On an annual basis, the House and the Senate are supposed to put together a blueprint for federal spending over the next ten years. If they can agree on a single document, that ‘budget resolution’ guides how they move forward on the annual spending process (known as appropriations) in a binding way, although it is not formal legislation and does not go the President for approval (or rejection). Having a budget resolution in place is the first formal step in what members of Congress view as the normal process for determining funding levels for the various federal agencies and programs, sometimes referred to as ‘regular order’. The inclusion of budget reconciliation instructions in budget resolutions is optional, so it does not happen every year.
Due to the increasing partisan divide in Congress over the last few decades, Congress has failed to agree on a budget resolution eight times in the last 19 years. The budget resolution for fiscal year 2017 (FY17) was finally passed by the Senate in January 2017, months after it is usually adopted, primarily to serve as a means for the U.S. Senate to take up legislation to ‘repeal and replace Obamacare’ without being subject to a filibuster.
The House and Senate Agriculture Committees have often faced a requirement to reduce mandatory spending under their jurisdiction as part of these reconciliation procedures, some of which have coincided with consideration of new farm bills. When those requirements are imposed on various Committees, they typically set a targeted amount of mandatory spending that each Committee must meet, though it does not specify how the designated Committees carry out those reductions. For the Agriculture Committees, the largest pots of mandatory spending are devoted to four types of programs--
- Nutrition programs (largely the Supplemental Nutrition Assistance Program (SNAP)
- Commodity programs
- Federal crop insurance program
- Conservation programs
In the 2014 farm bill, mandatory funding for these four titles accounted for 99.1 percent of farm bill spending for the following ten year period (2014-2023) as projected by the Congressional Budget Office (CBO). The other seven titles (Trade, Credit, Research, Forestry, Horticulture, and Miscellaneous) accounted for less than one percent.

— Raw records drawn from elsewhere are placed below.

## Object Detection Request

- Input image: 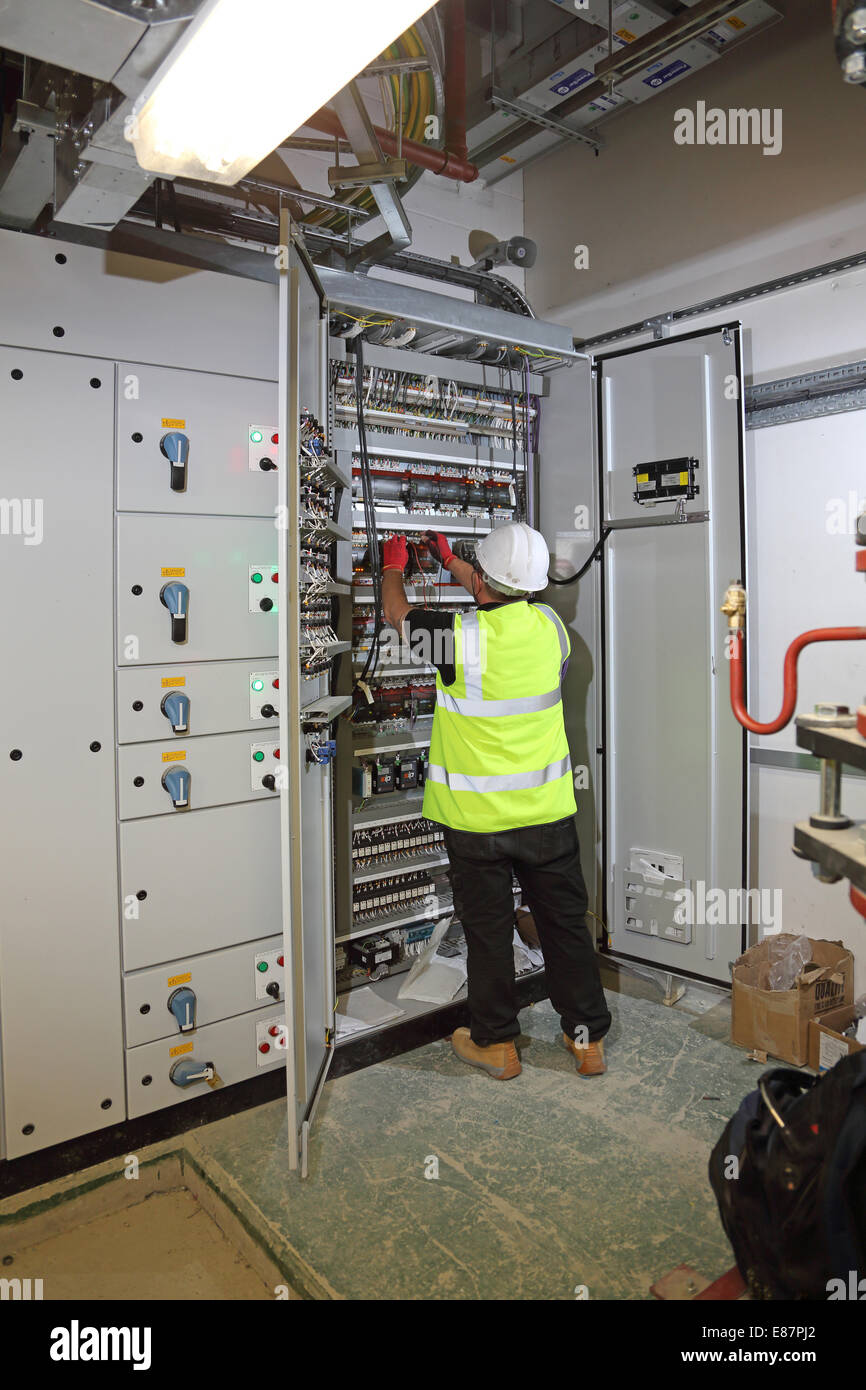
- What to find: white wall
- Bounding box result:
[524,0,866,338]
[524,0,866,992]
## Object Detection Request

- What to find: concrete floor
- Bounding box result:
[4,1190,272,1302]
[0,972,762,1300]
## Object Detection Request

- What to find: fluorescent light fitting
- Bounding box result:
[124,0,431,185]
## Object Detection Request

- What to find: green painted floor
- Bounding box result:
[186,973,762,1300]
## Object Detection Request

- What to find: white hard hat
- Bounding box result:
[475,521,550,594]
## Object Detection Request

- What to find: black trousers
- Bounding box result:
[445,816,610,1047]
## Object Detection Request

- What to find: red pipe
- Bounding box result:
[730,627,866,734]
[445,0,468,161]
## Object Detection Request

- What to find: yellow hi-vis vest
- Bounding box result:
[424,600,577,834]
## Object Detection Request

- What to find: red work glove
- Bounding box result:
[424,531,455,570]
[382,535,409,574]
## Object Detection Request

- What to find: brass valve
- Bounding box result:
[720,584,745,631]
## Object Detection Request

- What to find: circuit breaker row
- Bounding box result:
[340,353,538,988]
[352,816,443,870]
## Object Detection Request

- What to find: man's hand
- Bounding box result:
[382,535,409,574]
[424,531,455,570]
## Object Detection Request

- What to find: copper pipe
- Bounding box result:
[304,83,478,183]
[445,0,468,163]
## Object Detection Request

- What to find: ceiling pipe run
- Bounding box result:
[306,0,478,183]
[306,107,478,183]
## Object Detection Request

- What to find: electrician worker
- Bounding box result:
[382,521,610,1080]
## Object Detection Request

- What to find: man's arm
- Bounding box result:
[424,531,475,594]
[382,535,411,631]
[382,570,411,631]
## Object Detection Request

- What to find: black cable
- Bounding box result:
[354,332,384,684]
[548,525,613,584]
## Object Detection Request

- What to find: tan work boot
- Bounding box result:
[450,1029,521,1081]
[563,1033,607,1076]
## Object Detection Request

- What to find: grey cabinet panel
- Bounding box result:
[117,656,279,744]
[120,801,282,970]
[117,516,277,666]
[601,328,746,983]
[124,937,285,1047]
[117,363,277,517]
[126,1004,286,1119]
[0,348,124,1158]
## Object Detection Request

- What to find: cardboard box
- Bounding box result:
[809,1005,866,1072]
[731,931,853,1066]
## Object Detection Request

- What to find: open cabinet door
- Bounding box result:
[275,214,334,1177]
[596,325,748,983]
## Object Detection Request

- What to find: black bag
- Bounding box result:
[709,1051,866,1300]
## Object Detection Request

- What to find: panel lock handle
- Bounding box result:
[168,1056,215,1086]
[160,430,189,492]
[168,984,196,1033]
[160,691,189,734]
[163,767,192,810]
[160,580,189,642]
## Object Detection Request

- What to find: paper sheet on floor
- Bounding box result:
[512,927,545,974]
[334,984,406,1038]
[398,917,466,1004]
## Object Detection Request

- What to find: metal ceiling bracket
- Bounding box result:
[644,313,674,342]
[491,88,605,150]
[328,160,406,188]
[332,82,411,268]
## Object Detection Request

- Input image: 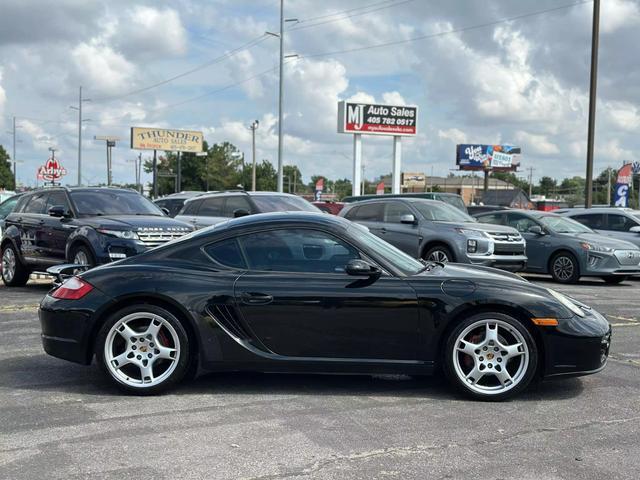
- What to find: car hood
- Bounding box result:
[558,233,638,250]
[435,222,518,234]
[82,215,193,230]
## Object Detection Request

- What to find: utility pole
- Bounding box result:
[276,0,284,192]
[584,0,600,208]
[69,87,91,185]
[249,120,260,192]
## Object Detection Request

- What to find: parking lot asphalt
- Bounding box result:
[0,276,640,480]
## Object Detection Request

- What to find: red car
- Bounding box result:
[311,202,345,215]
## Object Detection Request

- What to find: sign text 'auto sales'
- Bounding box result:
[338,102,418,136]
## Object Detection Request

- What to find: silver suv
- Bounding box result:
[340,198,527,271]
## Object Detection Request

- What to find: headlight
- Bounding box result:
[547,288,584,317]
[580,242,613,253]
[96,228,138,240]
[456,228,489,238]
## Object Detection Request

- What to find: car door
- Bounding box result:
[503,212,551,271]
[43,190,77,262]
[234,228,418,360]
[15,192,49,264]
[379,201,420,258]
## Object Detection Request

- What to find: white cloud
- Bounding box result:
[71,41,135,93]
[515,130,560,155]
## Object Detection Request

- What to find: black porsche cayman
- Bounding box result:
[40,213,611,400]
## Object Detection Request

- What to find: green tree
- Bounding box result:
[0,145,16,190]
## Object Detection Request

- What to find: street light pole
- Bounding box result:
[584,0,600,208]
[249,120,260,192]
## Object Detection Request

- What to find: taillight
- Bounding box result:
[51,277,93,300]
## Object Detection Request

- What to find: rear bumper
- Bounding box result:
[38,289,110,365]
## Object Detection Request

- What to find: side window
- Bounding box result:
[22,193,48,213]
[570,213,611,230]
[594,213,637,232]
[44,192,69,213]
[239,229,361,273]
[223,195,251,217]
[476,213,504,225]
[198,197,224,217]
[507,213,538,233]
[181,200,202,215]
[384,202,413,223]
[204,238,247,270]
[349,203,384,222]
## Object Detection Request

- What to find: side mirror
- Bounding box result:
[344,259,382,277]
[400,213,416,225]
[49,205,69,218]
[233,208,250,218]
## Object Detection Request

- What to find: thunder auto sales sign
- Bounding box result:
[338,102,418,136]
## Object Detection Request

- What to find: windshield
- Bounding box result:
[350,223,424,275]
[251,195,320,213]
[413,202,476,222]
[71,190,164,216]
[538,215,593,233]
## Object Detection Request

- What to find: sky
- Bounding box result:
[0,0,640,191]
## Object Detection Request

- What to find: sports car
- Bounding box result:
[39,212,611,400]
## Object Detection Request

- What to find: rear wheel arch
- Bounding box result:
[436,303,546,377]
[87,294,200,376]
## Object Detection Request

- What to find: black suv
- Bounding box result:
[0,187,193,286]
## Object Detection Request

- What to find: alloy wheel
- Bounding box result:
[104,312,180,388]
[452,319,530,395]
[2,248,16,282]
[427,250,449,263]
[553,256,575,282]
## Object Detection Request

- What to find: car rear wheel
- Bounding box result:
[549,252,580,283]
[424,245,453,263]
[2,243,31,287]
[71,245,96,268]
[602,275,629,285]
[443,313,538,401]
[96,304,189,395]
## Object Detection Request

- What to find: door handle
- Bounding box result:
[240,292,273,305]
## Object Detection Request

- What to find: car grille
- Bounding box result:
[493,243,524,255]
[615,250,640,265]
[136,227,190,247]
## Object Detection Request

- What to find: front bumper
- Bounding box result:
[581,250,640,277]
[543,309,611,377]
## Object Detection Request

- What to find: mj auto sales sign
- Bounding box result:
[338,102,418,136]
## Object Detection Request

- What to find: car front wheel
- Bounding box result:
[96,304,189,395]
[549,252,580,283]
[2,243,31,287]
[443,313,538,401]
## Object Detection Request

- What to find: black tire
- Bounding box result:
[422,245,455,263]
[441,312,538,401]
[601,275,629,285]
[549,252,580,283]
[0,242,31,287]
[69,245,97,268]
[95,303,191,395]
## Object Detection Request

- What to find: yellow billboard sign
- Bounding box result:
[131,127,203,152]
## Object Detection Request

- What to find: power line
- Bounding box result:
[299,0,593,58]
[288,0,415,32]
[94,34,269,103]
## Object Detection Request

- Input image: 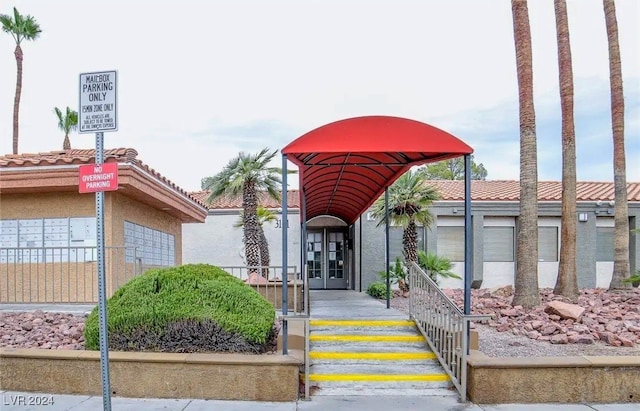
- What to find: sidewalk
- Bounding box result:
[0,391,640,411]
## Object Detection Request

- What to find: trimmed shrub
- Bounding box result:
[84,264,276,352]
[367,281,387,299]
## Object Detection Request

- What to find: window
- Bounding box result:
[596,227,614,261]
[437,226,464,261]
[124,221,176,266]
[538,227,558,262]
[484,226,514,262]
[0,217,97,263]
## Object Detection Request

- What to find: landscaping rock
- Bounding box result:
[544,300,584,321]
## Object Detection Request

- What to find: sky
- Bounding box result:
[0,0,640,191]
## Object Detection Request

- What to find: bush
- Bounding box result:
[85,264,275,352]
[367,281,387,299]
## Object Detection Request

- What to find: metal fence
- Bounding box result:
[220,266,308,315]
[409,262,490,401]
[0,246,142,303]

In the past, cuts were made to farm bill programs under budget reconciliation bills in 1982, 1989, 1993, and 2005. The original version of the 1996 farm bill, which converted deficiency payments to direct payments, was done under budget reconciliation, but the full reconciliation package across all Committees was vetoed by President Clinton. The same provisions came back several months later as a stand-alone farm bill, which the President subsequently signed.
The next farm bill, which the Senate and House Agriculture Committees have already started to work on, faces the possibility of being constrained by budget reconciliation instructions as well. On July 19, the House Budget Committee reported out a FY18 budget resolution which included reconciliation instructions totaling $203 billion in cuts to mandatory spending over the next 10 years. This amount includes requiring the Agriculture Committees to cut programs under their jurisdiction by $10 billion over that period. The budget resolution still faces a vote by the full House of Representatives later this month. If adopted by the House, the Senate would either need to adopt the same budget resolution or produce one of their own. Thus far, the Senate Budget Committee has not taken any public action on an FY18 budget resolution. A budget resolution adopted by both bodies would be necessary for Congress to undertake tax reform legislation without facing the risk of a Senate filibuster.